Less than 10 percent of people age 18-24 voted in the last election, says the Washington Secretary of State. About half of them are registered, but they don't turn in their ballots.

Counties with large numbers of Hispanic young people appear to do worse -- but Benton County didn't do much better than Franklin, Adams and Yakima counties.

Franklin County saw a huge increase in voter registration in 2013.

So there doesn't appear to be any reason other than young adults just not taking the time to fill out the ballot and mail it back or drop it off.

The ramifications of this can be huge. When lawmakers are forced to decide between funding higher education in the Mid Columbia (CBC, WSU Tri-Cities, CWU and Yakima Valley Community College) or spend the money on Medicare, roads or lowering taxes, what do you think they'll choose?

What motive do lawmakers have to fund low-income preschools?

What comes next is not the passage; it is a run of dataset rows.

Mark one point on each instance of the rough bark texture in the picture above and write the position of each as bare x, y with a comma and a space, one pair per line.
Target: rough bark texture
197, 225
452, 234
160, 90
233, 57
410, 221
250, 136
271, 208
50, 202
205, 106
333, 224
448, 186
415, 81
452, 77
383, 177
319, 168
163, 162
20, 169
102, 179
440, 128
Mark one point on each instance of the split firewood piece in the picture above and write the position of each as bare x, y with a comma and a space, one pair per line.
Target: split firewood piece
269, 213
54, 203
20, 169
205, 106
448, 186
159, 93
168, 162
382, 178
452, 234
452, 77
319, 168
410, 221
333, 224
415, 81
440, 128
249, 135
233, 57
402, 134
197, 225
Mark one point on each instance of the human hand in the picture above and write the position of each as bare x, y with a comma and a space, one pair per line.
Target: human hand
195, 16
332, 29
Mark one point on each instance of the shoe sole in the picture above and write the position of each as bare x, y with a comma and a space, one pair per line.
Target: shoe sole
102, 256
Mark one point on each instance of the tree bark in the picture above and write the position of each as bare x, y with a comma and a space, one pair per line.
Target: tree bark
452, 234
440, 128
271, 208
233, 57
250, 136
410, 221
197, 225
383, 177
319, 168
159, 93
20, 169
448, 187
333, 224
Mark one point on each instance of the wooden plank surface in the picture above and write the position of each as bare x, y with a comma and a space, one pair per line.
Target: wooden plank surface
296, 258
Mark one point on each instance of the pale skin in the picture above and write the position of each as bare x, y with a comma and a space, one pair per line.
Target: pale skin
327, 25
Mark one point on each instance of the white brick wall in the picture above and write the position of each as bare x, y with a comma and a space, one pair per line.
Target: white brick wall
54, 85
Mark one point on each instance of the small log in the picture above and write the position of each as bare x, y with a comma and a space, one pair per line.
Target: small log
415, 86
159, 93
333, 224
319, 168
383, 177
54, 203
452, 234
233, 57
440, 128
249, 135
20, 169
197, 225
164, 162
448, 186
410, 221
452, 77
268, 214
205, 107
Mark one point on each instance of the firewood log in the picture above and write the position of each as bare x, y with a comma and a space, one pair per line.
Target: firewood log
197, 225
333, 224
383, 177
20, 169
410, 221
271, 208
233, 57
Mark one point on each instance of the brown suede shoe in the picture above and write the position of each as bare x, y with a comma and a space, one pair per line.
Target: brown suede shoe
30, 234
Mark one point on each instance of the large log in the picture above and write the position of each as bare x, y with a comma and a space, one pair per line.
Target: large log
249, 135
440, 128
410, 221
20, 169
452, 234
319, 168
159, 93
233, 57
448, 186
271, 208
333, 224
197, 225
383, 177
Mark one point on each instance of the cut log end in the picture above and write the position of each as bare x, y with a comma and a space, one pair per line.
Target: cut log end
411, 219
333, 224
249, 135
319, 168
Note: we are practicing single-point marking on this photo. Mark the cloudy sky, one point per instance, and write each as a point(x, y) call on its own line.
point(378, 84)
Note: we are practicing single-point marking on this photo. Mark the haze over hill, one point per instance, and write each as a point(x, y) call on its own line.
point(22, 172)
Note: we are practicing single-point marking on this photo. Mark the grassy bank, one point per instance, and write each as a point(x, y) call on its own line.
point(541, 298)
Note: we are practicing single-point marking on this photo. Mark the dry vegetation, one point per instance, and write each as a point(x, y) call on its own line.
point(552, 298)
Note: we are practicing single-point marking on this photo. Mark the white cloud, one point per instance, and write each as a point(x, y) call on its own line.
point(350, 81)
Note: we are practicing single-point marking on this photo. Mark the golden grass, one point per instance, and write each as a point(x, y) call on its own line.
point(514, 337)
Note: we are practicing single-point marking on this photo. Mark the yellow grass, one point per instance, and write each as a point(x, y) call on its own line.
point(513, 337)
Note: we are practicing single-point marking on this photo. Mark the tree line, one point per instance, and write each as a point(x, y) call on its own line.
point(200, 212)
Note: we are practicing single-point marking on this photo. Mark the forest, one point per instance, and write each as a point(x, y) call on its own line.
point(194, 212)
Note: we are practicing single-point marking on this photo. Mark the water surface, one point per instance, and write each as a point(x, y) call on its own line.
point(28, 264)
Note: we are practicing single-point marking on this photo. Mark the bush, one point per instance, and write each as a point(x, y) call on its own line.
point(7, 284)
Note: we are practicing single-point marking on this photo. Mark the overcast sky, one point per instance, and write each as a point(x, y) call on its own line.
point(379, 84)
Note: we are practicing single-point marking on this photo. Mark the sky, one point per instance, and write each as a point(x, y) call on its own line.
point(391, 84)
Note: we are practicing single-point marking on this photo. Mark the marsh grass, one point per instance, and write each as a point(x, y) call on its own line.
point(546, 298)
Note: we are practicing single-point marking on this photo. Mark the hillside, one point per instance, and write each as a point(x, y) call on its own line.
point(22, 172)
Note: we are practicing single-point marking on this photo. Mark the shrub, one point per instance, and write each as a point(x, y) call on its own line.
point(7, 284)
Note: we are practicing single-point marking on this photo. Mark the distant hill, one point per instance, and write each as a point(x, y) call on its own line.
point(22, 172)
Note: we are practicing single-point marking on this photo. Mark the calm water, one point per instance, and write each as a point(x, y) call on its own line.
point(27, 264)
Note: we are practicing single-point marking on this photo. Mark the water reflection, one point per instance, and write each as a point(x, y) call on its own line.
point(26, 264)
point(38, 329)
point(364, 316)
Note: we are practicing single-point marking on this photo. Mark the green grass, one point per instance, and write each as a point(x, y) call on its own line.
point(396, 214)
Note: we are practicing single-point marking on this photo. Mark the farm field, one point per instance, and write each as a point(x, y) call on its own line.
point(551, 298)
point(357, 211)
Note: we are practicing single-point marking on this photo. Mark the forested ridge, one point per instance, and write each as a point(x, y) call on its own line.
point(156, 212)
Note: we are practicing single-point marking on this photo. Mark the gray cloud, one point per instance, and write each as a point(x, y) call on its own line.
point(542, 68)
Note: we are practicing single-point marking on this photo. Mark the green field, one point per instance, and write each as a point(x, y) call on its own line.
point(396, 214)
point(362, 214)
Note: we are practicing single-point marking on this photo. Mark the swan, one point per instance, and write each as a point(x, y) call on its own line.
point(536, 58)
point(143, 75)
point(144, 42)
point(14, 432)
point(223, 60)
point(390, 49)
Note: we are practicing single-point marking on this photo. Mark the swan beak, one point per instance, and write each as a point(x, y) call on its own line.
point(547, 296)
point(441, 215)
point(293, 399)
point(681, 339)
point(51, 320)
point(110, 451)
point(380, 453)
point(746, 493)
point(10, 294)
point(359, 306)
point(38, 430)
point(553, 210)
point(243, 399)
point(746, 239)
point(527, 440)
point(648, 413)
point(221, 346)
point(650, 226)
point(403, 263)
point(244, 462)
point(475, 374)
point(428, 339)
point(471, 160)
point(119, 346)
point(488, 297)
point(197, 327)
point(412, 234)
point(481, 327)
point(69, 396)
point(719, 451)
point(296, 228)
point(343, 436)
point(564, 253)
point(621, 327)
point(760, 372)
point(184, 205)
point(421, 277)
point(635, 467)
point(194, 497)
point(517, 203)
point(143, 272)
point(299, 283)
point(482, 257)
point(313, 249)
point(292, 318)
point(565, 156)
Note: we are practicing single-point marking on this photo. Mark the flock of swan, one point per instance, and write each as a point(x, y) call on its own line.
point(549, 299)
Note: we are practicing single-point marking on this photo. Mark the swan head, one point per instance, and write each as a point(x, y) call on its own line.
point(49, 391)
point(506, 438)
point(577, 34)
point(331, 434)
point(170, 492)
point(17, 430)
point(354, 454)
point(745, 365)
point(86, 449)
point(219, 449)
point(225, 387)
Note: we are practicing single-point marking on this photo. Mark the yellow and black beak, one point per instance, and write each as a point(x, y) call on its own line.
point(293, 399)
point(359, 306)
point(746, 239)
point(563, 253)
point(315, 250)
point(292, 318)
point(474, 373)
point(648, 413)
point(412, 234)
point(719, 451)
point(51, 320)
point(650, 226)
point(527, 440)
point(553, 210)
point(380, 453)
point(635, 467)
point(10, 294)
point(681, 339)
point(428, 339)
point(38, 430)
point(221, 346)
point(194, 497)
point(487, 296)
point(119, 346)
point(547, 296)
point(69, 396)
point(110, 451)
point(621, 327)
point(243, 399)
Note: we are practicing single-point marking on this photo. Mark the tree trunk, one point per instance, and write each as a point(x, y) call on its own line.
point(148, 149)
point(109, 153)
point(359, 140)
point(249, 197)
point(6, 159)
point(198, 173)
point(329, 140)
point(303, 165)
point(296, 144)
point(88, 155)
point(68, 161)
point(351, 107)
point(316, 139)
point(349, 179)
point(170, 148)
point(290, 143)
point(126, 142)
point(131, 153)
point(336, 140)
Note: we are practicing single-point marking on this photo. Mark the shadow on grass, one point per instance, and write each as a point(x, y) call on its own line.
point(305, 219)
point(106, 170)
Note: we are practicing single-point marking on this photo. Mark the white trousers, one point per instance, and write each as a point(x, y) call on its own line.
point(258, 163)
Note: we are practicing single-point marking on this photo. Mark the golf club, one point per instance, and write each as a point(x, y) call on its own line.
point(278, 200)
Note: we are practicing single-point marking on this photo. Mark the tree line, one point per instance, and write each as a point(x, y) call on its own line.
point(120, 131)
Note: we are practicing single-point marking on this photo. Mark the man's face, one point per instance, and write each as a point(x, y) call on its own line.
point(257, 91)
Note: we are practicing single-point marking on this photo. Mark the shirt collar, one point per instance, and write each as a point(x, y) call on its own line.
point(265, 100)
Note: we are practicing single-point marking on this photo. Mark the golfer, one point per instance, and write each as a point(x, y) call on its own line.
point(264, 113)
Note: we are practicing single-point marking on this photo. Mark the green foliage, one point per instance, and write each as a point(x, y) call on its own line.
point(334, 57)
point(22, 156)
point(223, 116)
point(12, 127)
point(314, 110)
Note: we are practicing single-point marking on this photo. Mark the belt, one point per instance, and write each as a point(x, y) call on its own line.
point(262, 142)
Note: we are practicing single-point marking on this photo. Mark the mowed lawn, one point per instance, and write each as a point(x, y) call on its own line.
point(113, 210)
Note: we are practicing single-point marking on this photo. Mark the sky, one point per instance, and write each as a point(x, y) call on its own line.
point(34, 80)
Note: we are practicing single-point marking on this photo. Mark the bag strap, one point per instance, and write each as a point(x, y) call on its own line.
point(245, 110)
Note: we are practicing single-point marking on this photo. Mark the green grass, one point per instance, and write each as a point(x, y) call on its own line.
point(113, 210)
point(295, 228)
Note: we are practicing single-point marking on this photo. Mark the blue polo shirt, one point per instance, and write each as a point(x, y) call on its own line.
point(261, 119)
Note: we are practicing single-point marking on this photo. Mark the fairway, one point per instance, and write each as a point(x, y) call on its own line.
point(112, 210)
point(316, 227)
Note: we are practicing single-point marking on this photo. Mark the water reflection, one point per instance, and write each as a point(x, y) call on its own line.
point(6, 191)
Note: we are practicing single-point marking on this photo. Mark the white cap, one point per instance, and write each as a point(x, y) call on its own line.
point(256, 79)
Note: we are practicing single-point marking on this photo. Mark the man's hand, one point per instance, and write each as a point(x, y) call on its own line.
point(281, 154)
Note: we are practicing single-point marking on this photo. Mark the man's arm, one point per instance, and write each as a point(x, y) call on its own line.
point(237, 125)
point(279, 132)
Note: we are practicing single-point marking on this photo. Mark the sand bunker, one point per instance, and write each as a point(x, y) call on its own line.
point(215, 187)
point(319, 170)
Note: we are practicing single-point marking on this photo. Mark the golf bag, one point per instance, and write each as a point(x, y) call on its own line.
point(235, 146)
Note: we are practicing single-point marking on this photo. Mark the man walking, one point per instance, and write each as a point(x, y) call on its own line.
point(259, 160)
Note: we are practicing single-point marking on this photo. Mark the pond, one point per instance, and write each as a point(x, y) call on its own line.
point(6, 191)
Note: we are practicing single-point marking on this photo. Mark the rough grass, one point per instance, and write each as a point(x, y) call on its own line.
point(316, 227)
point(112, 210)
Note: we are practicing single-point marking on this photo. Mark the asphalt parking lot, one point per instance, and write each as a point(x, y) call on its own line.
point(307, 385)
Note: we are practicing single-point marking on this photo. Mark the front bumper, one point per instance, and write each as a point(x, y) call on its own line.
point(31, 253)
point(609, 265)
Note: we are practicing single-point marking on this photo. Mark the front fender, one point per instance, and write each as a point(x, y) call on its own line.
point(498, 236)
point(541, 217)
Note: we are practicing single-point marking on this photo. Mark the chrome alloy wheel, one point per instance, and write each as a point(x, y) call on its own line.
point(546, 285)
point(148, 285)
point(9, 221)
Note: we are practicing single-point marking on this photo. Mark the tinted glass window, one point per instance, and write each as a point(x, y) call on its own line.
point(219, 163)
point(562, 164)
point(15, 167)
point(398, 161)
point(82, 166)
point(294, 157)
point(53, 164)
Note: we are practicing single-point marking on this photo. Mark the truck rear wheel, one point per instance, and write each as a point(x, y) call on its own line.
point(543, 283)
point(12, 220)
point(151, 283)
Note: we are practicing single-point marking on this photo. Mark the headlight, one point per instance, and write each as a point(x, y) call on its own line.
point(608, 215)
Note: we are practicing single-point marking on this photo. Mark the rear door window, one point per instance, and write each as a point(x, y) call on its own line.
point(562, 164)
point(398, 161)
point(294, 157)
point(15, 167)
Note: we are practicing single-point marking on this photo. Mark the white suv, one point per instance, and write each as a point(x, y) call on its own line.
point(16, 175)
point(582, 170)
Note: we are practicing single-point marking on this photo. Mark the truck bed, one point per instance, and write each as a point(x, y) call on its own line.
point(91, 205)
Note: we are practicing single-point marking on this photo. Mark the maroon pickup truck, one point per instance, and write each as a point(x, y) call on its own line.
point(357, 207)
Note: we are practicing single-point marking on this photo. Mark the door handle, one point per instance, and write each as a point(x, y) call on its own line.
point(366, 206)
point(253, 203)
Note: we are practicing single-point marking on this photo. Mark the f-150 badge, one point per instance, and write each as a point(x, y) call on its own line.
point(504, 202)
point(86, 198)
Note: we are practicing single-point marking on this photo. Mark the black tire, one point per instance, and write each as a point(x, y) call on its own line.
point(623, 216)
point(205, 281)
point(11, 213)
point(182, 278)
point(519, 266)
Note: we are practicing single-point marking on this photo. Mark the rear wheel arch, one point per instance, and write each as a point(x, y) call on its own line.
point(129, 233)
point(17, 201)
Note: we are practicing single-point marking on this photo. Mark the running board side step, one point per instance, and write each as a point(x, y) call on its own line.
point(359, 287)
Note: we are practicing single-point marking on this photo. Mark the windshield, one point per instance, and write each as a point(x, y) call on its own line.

Why should they care about minimum-wage workers when they're elected by older, more established voters?

Pot sales will stay illegal in the Mid Columbia because people who want to buy marijuana aren't voting.

When lawmakers plan for economic development, they'll have no incentive to help out people new to the work force in entry-level positions.

They won't care about low-income housing since older voters afford higher rents and mortgages easier.

Plans for a new Tri-Cities aquatic center failed because only older voters returned the ballots for that election.

Tri-Cities is a wonderful place to live and will only become more-so as it grows. I have no complaints with our city, county and state lawmakers. If young people continue to ignore ballots everything will be just fine, but they should be aware of the consequences.